Algérie : réactions mitigées au décès de l’ancien président Bouteflika
Radio-Canada
L'ancien président Abdelaziz Bouteflika, chassé du pouvoir en 2019 après 20 ans à la tête de l'Algérie, s'est éteint à l'âge de 84 ans, un décès qui a suscité samedi des réactions embarrassées des autorités et mitigées de la rue.
Omniprésent durant deux décennies, mais quasi invisible depuis un accident vasculaire cérébral en 2013, Abdelaziz Bouteflika, qui détient un record de longévité au pouvoir (1999-2019), est décédé vendredi dans sa résidence à Alger.
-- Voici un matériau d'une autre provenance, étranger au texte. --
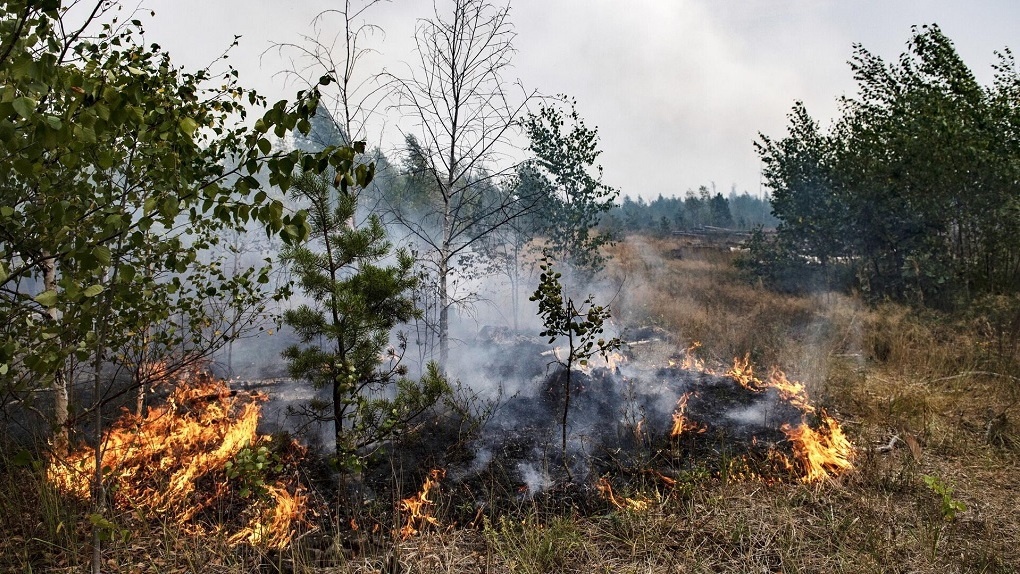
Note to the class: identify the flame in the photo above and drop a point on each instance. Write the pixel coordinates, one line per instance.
(821, 453)
(156, 463)
(614, 360)
(690, 362)
(274, 526)
(794, 392)
(419, 508)
(624, 503)
(680, 422)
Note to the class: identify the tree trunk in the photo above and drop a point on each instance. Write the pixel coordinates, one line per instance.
(59, 385)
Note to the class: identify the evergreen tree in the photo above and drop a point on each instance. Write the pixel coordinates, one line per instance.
(345, 331)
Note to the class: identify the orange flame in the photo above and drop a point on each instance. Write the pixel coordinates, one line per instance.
(680, 422)
(622, 503)
(690, 362)
(821, 453)
(419, 508)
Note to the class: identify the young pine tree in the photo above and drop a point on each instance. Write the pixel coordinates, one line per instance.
(345, 330)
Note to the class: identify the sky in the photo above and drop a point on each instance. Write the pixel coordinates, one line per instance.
(679, 90)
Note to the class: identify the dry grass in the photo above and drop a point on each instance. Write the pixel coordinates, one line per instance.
(929, 380)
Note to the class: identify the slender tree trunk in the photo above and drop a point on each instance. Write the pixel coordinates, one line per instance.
(59, 385)
(444, 270)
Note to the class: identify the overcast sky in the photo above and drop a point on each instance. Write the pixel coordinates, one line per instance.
(678, 89)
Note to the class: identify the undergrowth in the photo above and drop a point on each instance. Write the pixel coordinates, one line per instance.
(929, 400)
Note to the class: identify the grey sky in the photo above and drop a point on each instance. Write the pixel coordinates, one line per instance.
(678, 89)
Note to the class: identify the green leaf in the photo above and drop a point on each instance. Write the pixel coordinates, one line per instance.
(264, 146)
(102, 254)
(47, 298)
(93, 291)
(188, 125)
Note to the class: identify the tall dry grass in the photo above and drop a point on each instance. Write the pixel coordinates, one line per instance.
(920, 395)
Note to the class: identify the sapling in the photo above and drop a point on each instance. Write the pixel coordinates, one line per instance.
(581, 325)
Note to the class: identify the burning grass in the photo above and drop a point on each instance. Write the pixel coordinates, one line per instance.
(172, 464)
(880, 372)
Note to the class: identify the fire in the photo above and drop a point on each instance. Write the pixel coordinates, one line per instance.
(680, 422)
(794, 392)
(419, 508)
(622, 503)
(273, 527)
(821, 453)
(171, 462)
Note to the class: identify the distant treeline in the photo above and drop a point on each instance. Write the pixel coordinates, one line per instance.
(913, 194)
(695, 210)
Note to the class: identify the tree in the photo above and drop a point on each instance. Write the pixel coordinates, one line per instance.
(346, 329)
(354, 96)
(463, 112)
(581, 325)
(113, 184)
(912, 184)
(575, 197)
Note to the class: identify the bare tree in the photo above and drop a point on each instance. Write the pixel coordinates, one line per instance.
(464, 115)
(335, 50)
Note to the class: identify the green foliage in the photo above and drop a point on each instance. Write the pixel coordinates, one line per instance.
(114, 186)
(581, 325)
(249, 469)
(915, 185)
(575, 198)
(949, 506)
(356, 302)
(529, 546)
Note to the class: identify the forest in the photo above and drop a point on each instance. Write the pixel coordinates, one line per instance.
(239, 334)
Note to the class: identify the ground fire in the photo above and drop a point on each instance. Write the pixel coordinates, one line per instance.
(419, 509)
(171, 463)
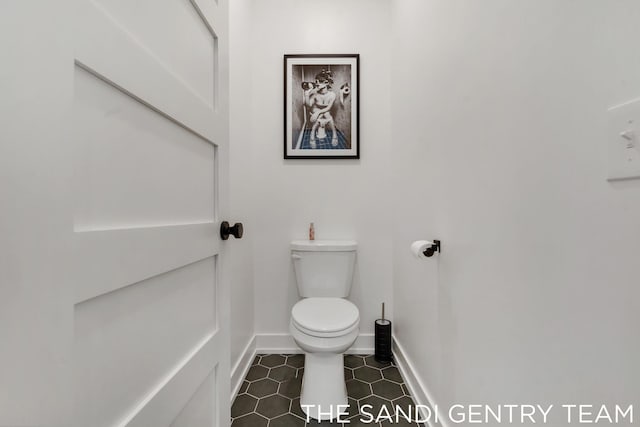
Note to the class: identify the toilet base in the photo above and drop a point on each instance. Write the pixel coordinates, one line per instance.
(324, 392)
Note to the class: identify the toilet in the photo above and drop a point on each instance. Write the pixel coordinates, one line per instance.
(324, 323)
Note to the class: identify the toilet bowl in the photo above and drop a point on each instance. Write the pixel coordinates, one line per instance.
(324, 323)
(324, 328)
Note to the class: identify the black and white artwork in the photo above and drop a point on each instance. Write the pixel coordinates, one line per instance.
(321, 106)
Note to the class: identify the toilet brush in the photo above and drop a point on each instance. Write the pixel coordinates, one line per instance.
(383, 351)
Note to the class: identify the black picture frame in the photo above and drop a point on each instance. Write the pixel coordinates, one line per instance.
(321, 106)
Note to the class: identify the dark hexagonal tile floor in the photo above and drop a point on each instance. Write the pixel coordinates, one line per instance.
(270, 394)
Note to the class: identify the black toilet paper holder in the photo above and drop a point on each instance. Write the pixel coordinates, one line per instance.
(432, 249)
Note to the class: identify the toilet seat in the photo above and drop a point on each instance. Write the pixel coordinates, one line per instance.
(325, 317)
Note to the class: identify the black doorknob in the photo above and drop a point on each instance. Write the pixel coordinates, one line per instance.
(225, 229)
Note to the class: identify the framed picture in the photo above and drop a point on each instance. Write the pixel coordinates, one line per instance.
(321, 94)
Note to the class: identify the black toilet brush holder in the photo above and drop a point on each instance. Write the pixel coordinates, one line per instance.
(383, 351)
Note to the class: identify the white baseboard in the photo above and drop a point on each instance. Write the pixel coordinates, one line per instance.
(240, 369)
(284, 344)
(419, 391)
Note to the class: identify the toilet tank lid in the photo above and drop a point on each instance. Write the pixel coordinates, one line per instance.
(324, 245)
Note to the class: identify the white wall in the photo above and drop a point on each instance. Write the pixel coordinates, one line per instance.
(499, 147)
(241, 206)
(346, 199)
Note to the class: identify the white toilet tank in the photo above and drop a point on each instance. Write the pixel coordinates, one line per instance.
(324, 268)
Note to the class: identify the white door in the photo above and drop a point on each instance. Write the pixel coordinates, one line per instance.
(114, 304)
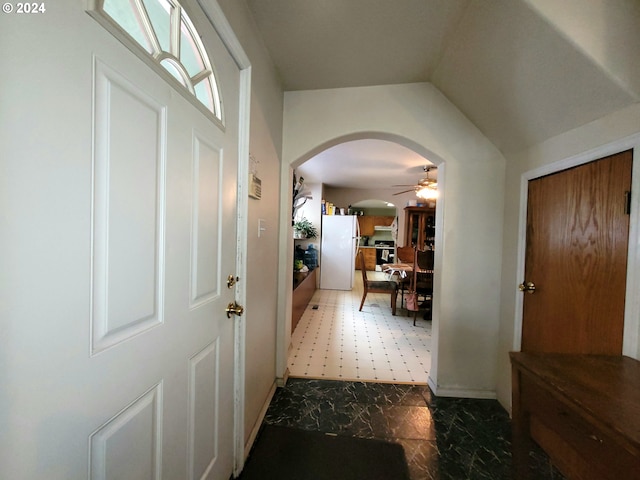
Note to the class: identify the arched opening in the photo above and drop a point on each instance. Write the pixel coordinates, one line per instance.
(367, 176)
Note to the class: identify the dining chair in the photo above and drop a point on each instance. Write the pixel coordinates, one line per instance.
(404, 255)
(423, 265)
(377, 286)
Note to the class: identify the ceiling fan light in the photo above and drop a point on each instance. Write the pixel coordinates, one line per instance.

Il n'avait donné aucun signe de vie depuis que les manifestations du mouvement prodémocratie Hirak et l'armée l'avaient contraint à la démission le 2 avril 2019.
Dans la nuit, la présidence s'est contentée d'un communiqué laconique annonçant le décès de l'ex-président Bouteflika, à son lieu de résidence à 22 h [heure locale].
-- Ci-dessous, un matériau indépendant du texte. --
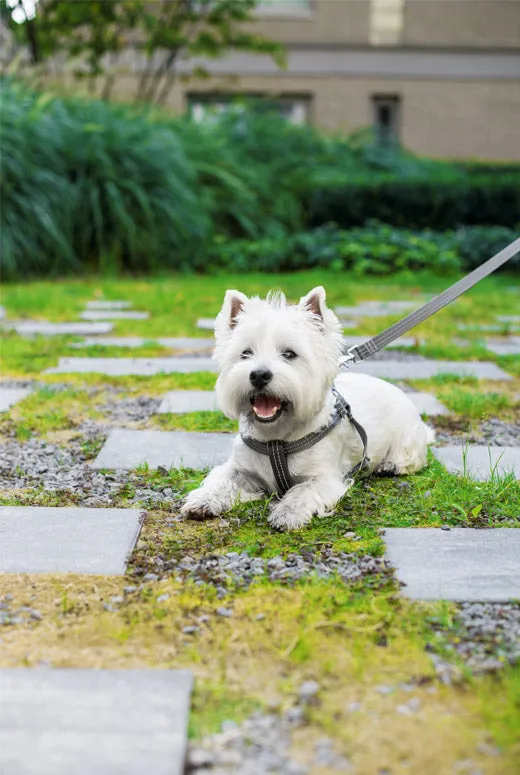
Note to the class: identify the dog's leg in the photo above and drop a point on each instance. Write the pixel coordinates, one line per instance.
(301, 502)
(219, 491)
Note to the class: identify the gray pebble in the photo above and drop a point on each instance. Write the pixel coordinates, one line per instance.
(225, 612)
(308, 691)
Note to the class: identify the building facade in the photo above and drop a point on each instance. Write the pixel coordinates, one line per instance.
(441, 76)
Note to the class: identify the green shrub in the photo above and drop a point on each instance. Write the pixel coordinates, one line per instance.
(374, 249)
(86, 184)
(444, 200)
(475, 244)
(99, 187)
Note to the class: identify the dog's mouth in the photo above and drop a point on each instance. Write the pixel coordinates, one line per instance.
(267, 408)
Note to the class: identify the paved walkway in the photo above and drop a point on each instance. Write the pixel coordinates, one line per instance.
(93, 722)
(55, 722)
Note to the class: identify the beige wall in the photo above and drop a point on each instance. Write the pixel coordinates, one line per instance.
(444, 119)
(472, 23)
(454, 103)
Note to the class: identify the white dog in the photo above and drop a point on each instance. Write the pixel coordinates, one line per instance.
(298, 436)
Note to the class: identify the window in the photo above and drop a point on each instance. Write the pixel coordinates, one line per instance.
(204, 107)
(386, 22)
(386, 118)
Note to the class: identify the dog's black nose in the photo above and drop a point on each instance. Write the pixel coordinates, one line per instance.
(260, 377)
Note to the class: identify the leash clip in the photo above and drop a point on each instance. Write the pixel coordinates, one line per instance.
(350, 357)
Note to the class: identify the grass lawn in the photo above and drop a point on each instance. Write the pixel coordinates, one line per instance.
(350, 638)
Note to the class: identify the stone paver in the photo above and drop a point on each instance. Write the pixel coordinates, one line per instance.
(11, 396)
(376, 309)
(509, 346)
(103, 722)
(424, 369)
(124, 450)
(479, 462)
(460, 564)
(113, 314)
(62, 540)
(208, 324)
(44, 328)
(180, 401)
(427, 404)
(117, 367)
(176, 343)
(108, 305)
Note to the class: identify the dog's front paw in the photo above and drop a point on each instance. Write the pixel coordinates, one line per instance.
(283, 517)
(199, 506)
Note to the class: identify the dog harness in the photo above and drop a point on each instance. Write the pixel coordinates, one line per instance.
(278, 450)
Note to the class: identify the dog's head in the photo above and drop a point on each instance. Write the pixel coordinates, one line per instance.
(277, 361)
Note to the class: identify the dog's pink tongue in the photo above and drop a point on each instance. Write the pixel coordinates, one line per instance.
(266, 406)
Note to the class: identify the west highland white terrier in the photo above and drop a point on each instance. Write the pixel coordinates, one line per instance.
(304, 430)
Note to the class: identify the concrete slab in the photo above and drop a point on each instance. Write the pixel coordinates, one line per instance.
(102, 304)
(427, 404)
(113, 314)
(509, 346)
(124, 450)
(376, 309)
(118, 367)
(44, 328)
(60, 721)
(460, 564)
(479, 462)
(11, 396)
(208, 324)
(191, 344)
(180, 401)
(66, 540)
(425, 369)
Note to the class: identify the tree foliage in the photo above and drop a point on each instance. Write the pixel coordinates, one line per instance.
(93, 34)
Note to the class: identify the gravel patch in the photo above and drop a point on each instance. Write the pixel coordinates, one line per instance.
(12, 615)
(491, 432)
(123, 410)
(262, 745)
(233, 570)
(65, 470)
(486, 636)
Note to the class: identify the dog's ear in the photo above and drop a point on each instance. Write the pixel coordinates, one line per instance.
(315, 302)
(233, 305)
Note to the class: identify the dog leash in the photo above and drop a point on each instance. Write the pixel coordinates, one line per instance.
(369, 348)
(278, 450)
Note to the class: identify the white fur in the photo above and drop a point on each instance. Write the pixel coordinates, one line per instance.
(397, 437)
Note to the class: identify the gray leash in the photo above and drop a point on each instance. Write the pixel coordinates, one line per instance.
(372, 346)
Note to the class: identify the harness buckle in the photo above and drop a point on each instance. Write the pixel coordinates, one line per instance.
(349, 357)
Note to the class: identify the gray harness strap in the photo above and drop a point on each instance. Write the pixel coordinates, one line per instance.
(369, 348)
(278, 450)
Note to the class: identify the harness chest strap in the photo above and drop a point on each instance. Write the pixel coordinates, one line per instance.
(278, 450)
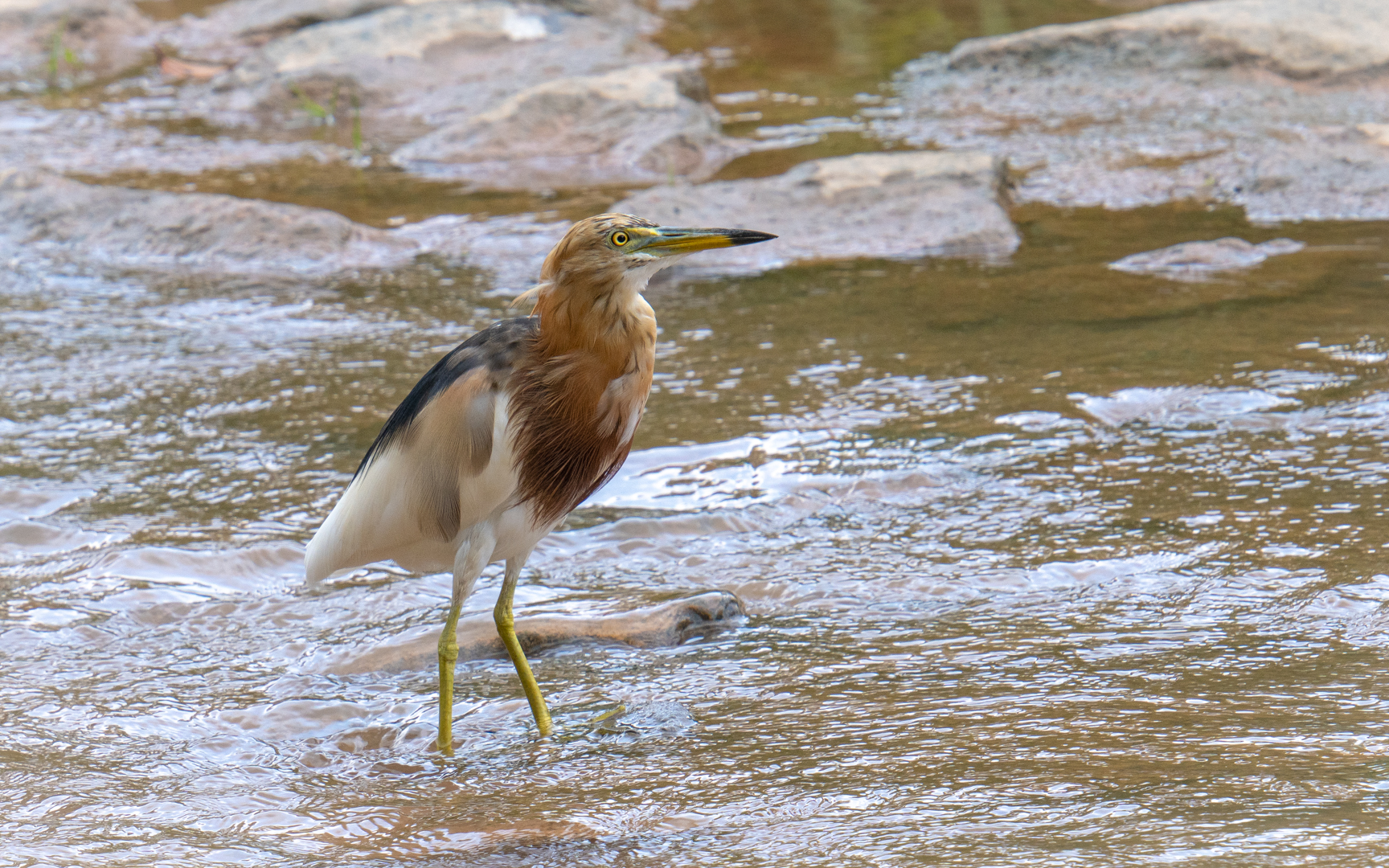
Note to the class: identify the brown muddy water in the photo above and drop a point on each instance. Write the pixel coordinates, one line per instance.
(1043, 563)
Et il a fallu plusieurs heures aux autorités pour réagir en décrétant que les drapeaux seraient mis en berne pendant trois jours à compter de samedi. Une décision prise par le président Abdelmadjid Tebboune, après le décès de l'ancien président, le moudjahid [combattant de l'indépendance, NDLR] Abdelaziz Bouteflika, selon un communiqué présidentiel.
Les radios et télévisions locales ont brièvement fait état du décès, sans y consacrer d'émissions spéciales. Les radios ont continué de diffuser de la musique et du divertissement, alors que l'information a figuré en entrefilet sur le site du journal gouvernemental El Moudjahid.
Aucune annonce officielle n'a été faite sur la date et le lieu des funérailles.